Trigonometry - The Sine Function and SOHCAHTOA Explained

Solving trigonometry problems can be easy, but it first requires you to have a solid understanding of the basic trig functions.  There are three of these functions, and the first one I will discuss is SINE.  I will refer to the triangle pictured in the previous post.  In subsequent posts, I will highlight the other two functions: cosine and tangent.

The sine function relates an angle of a triangle to the ratio of its opposite side and the hypotenuse. So, if we look at angle B (and keeping in mind the notation for sides), we can see that:

SinB = b/c

In more general terms, SinB = opposite/hypotenuse. We write "Sin" as the shorthand form of Sine.

Similarly, SinA = a/c (again, it is opposite/hypotenuse... remember how I said it was important to understand the RELATIVE notation scheme!).

SOHCAHTOA is the trig acronym that describes the three basic functions and their ratios. It may be easier to see if you look at it with spaces: SOH CAH TOA. The one that we are interested in this post is the SOH term, which is short for "Sine is Opposite over Hypotenuse."  There are many other mnemonics that can be used to remember the order of these relationships, as you can see by the multiple comments below.  Thanks to everyone who submitted something!  As you can see, there is no one right way to have soh cah toa explained.  Whatever works for you to help you remember is all that is important.

Working with the Sine function is fairly straightforward, and usually just a matter of plugging the appropriate numbers into the ratio.

For example, you can imagine a triangle with known side lengths, and be asked to find the angles. This is a very common and simple question that you will get.  In this case, you would say Sin(B) = opposite/hypotenuse (where you substitute in the known values for the sides.) This will give you Sin(B) = "some value." And now, just as in working with addition or multiplication, when you want to solve for a specific variable, you have to isolate it... and to isolate it, you must do the same thing to both sides. Therefore, to get rid of the Sine, you must do 'inverse sine' to each side (which is usually the same calculator button, but pushing SHIFT to access it). Then you'll get B = inverse sine of (some value), which is your answer.  Technically, you are taking the arcsine of the ratio, though I will cover than in a future post in more detail.

Similarly, if you know a mixtures of some of the sides and some angles, you may be asked to find the unknowns. You can then say Sin(known angle) = opposite/hypotenuse (where one of these sides is known and the other unknown), and then just simply solve for the unknown side length.

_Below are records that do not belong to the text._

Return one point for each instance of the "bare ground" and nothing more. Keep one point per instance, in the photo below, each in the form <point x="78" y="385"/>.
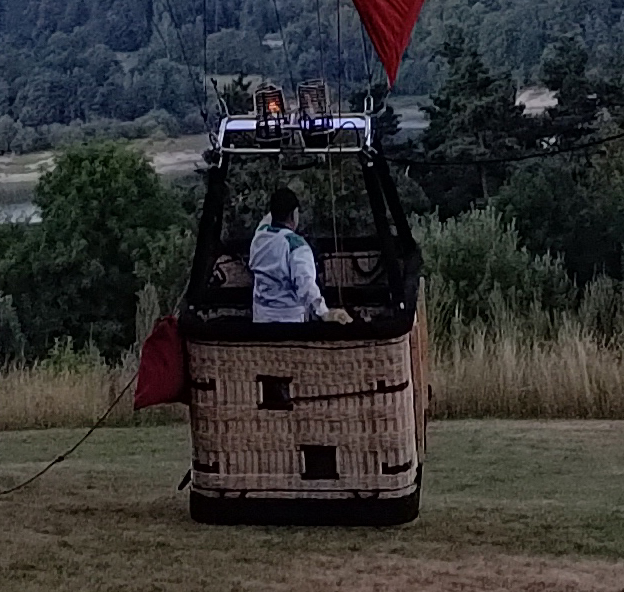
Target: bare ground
<point x="508" y="506"/>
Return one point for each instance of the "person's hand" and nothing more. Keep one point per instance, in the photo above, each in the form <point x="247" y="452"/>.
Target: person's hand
<point x="337" y="315"/>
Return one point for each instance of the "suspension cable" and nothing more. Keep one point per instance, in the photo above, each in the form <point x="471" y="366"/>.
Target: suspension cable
<point x="339" y="46"/>
<point x="320" y="34"/>
<point x="286" y="54"/>
<point x="509" y="159"/>
<point x="369" y="72"/>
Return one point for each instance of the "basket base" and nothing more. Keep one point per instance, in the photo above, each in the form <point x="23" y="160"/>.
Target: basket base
<point x="305" y="512"/>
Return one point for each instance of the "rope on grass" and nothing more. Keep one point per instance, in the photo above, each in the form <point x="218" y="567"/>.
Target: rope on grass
<point x="59" y="459"/>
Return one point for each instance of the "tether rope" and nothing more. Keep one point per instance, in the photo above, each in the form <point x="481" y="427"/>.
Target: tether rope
<point x="320" y="34"/>
<point x="62" y="457"/>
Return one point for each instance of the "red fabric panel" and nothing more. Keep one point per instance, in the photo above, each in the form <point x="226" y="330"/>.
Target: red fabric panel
<point x="389" y="24"/>
<point x="162" y="370"/>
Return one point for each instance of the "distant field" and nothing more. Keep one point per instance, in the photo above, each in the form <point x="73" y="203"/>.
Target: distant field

Here's a quick triangle example:

So from this triangle, we can tell that:
SinA = (4/5)
SinA = 0.8 (now push inverse sin on your calculator...)
A = 53.13 degrees

Also:
SinB = (3/5)
SinB = 0.6
B = 36.87 degrees

A useful trick for quickly solving triangles is to understand that if you sum up the three angles, they will always total 180 degrees. So for this triangle, after solving angle A, you could subtract it and 90 from 180 to find B. Of course, this defeats the purpose of practicing Sine in this example... ;)

On the other hand, if we already knew that angle B = 36.87 degrees, and we wanted the length of the unknown hypotenuse, then we do:
Sin(36.87 degrees) = 3/hypotenuse
0.6 = 3/hypotenuse
hypotenuse = 3/0.6 = 5

As you can see, there really isn't anything complicated about performing these steps. For the most part, it's simple arithmetic with a few things about triangles thrown in for good measure.  I hope this explains the sine function so that it is understandable, and I also hope that now that you have had sohcahtoa explained, that makes more sense too. As always, please don't hesitate to comment if you're unsure or if you would like additional help. I'll discuss cosine and tangent in the next few posts.